While this offers an alternative explanation for delays and gaps in reviews for community Terraform contributions, it doesn't contradict OpenTF organizers' contention that HashiCorp maintained strict control over updates to the project.

HashiCorp did not respond to a request for comment on this point as of press time.

Manifesto, fork plan met with skepticism

One user of HashiCorp's products said he agreed with OpenTF's call for HashiCorp to reconsider the license change, at least for Terraform.

"What is interesting [is that] there is nothing like that happening for Packer, Vault and other products," said Andrey Devyatkin, a senior cloud engineering consultant at Hippo, New York City-based makers of an app that manages prescription drug pricing. "If I [were] HashiCorp, I would keep the previous license for Terraform and change it for the rest of the products."

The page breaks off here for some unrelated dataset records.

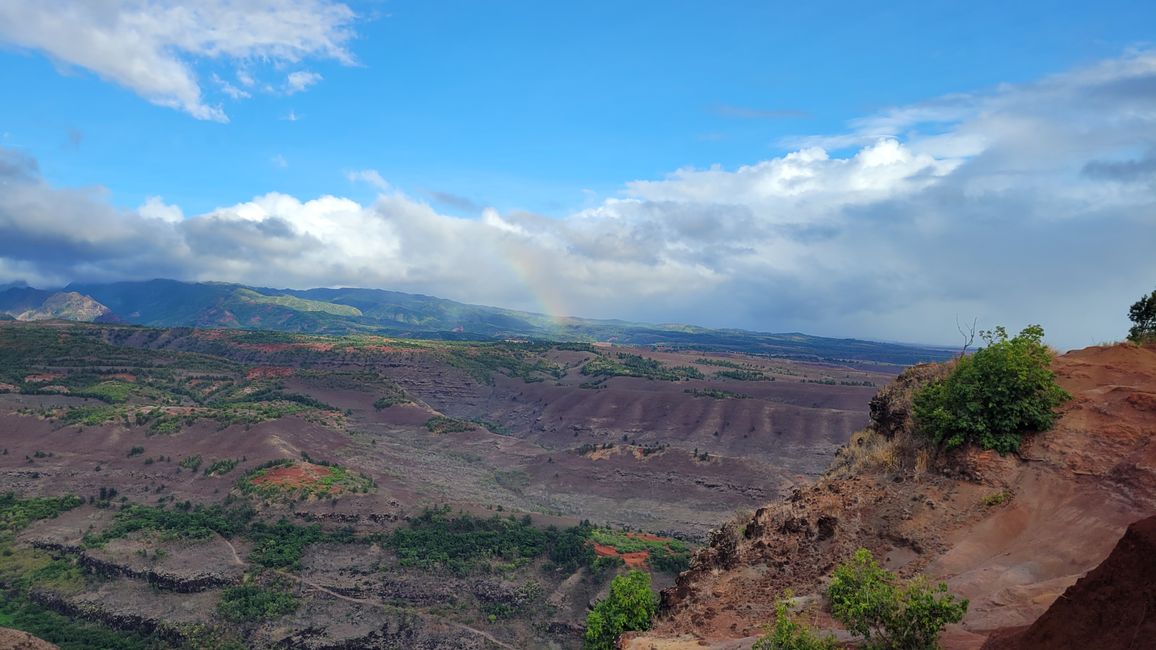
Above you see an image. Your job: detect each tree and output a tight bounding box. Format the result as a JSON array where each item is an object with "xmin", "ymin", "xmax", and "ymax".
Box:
[
  {"xmin": 914, "ymin": 325, "xmax": 1072, "ymax": 453},
  {"xmin": 827, "ymin": 548, "xmax": 968, "ymax": 650},
  {"xmin": 750, "ymin": 592, "xmax": 839, "ymax": 650},
  {"xmin": 583, "ymin": 570, "xmax": 658, "ymax": 650},
  {"xmin": 1128, "ymin": 290, "xmax": 1156, "ymax": 344}
]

There is one effort to fork HashiCorp Vault on GitHub, started in 2020, that hasn't found widespread support and remains thousands of commits behind the official Vault repository.

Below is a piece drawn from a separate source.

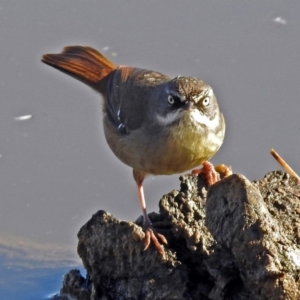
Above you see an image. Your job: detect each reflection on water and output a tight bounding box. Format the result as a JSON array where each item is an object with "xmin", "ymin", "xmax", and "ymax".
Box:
[{"xmin": 0, "ymin": 236, "xmax": 85, "ymax": 300}]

By comparison, OpenTF organizers said they'd amassed more than 70 company backers of the manifesto and 1,000 GitHub stars.

Meanwhile, other industry watchers expressed doubts about the viability of forking Terraform.

The goal, should the fork proceed, is to donate the project to an established open source foundation, according to the OpenTF website, but no specific foundation was named. Where one potential home is concerned, the Cloud Native Computing Foundation, HashiCorp is a silver member and unlikely to allow OpenTF to donate a forked Terraform, according to Rackow -- nor is it likely that HashiCorp would make such a donation itself.

"I can't really see HashiCorp donating Terraform, because then they could've just done it right away without the license hassle and bad PR," Rackow said. "No foundation that's in their right state of mind will accept a fork of it right now."

Another industry expert emphasized that there is no fork just yet.

"Until it becomes a reality instead of a claimed threat, I wouldn't put too much credence into it," said Donnie Berkholz, founder and chief analyst at independent analyst firm Platify Insights. "The [OpenTF] repository is a manifesto rather than a fork of the codebase, and the vast majority of the commitments are vague in nature."

A third industry watcher was bluntly dismissive of the entire OpenTF effort, calling it "ridiculous."

"I doubt anyone at HashiCorp is shaking in their boots to see this," said Andi Mann, global CTO and founder of Sageable, a tech advisory and consulting firm in Boulder, Colo. "It just looks like a lot of screaming into the void, tilting at windmills, turning back the tide or any number of hackneyed metaphors for pointless thrash."